Non ho un ricordo della prima partita vista insieme, così come non ricordo la prima volta che hai calcato i gradoni dell’Arechi. Ho sempre molta difficoltà a ricordare questi momenti, tanto che non ho memoria nemmeno della mia prima volta per la maglia granata. In questo caso parliamo però del Vestuti, della casa granata per eccellenza e di un periodo durante il quale dello stadio nuovo si parlava da tempo, ma sembrava dovesse restare solo un sogno nel cassetto.
Di certo all’epoca la serie A non era nei pensieri di nessuno, si agognava la serie cadetta, che sembrava il massimo del risultato possibile. Del resto non poteva essere altrimenti, visti i decenni in terza serie.
Ventitré anni fa era un sogno che si realizzava, perché al di là delle belle parole del coro “non tifo per gli squadroni ma tifo te”, in quel momento quella frase bisognava dimostrarla davvero, perché con quegli “squadroni” si doveva giocare e tifare “contro”. Non più seguire in tv le gesta delle maglie a strisce, le squadre per eccellenza di tre quarti del popolo calcistico, ma guardarle sul campo, mischiate alle casacche che un’intera città non vedeva l’ora di ammirare sui campi più importanti d’Italia e vederne le immagini a 90° Minuto prima e alla Domenica Sportiva poi.
Dopo tutti questi anni ci siamo nuovamente. In una condizione del tutto diversa, con un calcio del tutto diverso e dopo fallimenti, serie C, calcio dilettante…
Ma, nonostante tutto, quanto sono state belle le partite viste insieme. Le volte nelle quali abbiamo parlato del passato, degli artefici di quella bella cavalcata che hai potuto conoscere quando ormai avevano appeso le scarpette al classico chiodo, a differenza di me che li avevo visti giocare. Abbiamo vissuto le gradinate, ma anche il campo. Il prato verde che abbiamo potuto calcare insieme in più di un’occasione. Quanto è stato bello essere con te in campo. Eri ancora piccolo rispetto al ragazzo che poi sei diventato e così felice di essere lì, di scattare foto, con i vecchi e i nuovi protagonisti della storia e del colore di una città.
Ora ci siamo in questa serie e tu avresti fatto il tifo solo per quella maglia, perché sei uno dei pochi che può dirsi libero dagli “squadroni”.
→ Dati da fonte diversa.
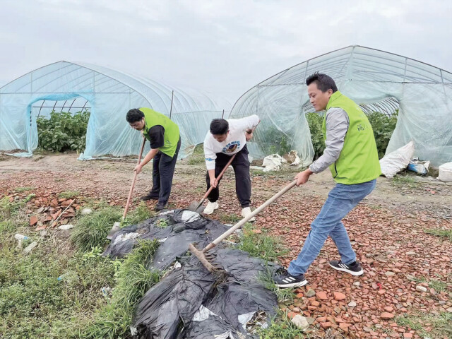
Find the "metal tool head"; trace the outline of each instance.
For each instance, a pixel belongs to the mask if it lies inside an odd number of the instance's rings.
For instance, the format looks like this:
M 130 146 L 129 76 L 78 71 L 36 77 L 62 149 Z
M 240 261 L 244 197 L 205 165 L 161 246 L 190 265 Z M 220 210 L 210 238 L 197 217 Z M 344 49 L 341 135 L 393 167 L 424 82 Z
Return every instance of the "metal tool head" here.
M 114 224 L 113 224 L 113 227 L 110 230 L 110 232 L 109 232 L 108 235 L 107 236 L 107 239 L 108 239 L 109 240 L 113 239 L 113 236 L 114 235 L 114 234 L 119 230 L 121 230 L 121 222 L 117 221 Z
M 201 214 L 206 208 L 202 204 L 200 204 L 199 201 L 192 201 L 186 208 L 187 210 L 193 210 L 194 212 Z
La testa ti spinge ad essere legato alla realtà e la vita ti costringe a non darti altre possibilità, ma noi sappiamo che non è così.
Non so ancora se ci permetteranno di salire quelle scale tra qualche mese, so solo che se sarà così lo farò con il ricordo di quei scalini affrontati per la prima volta in questa categoria quel 20 settembre di ventitré anni fa e che questa volta lo farai con me. Correremo insieme a prendere il nostro posto e andremo via insieme alla fine della partita. Qualsiasi sia stato il risultato finale, i nostri cuori avranno battuto all’unisono, così com’è stato alle 15,56 di un 10 maggio indimenticabile, nel quale magari non l’avremmo vista insieme, magari saresti stato con i tuoi amici così come è giusto che sia, oppure saresti voluto venire da me ora che si poteva. Ma sono certo che la prima telefonata, il primo messaggio, oppure i primi abbracci sarebbero stati i tuoi.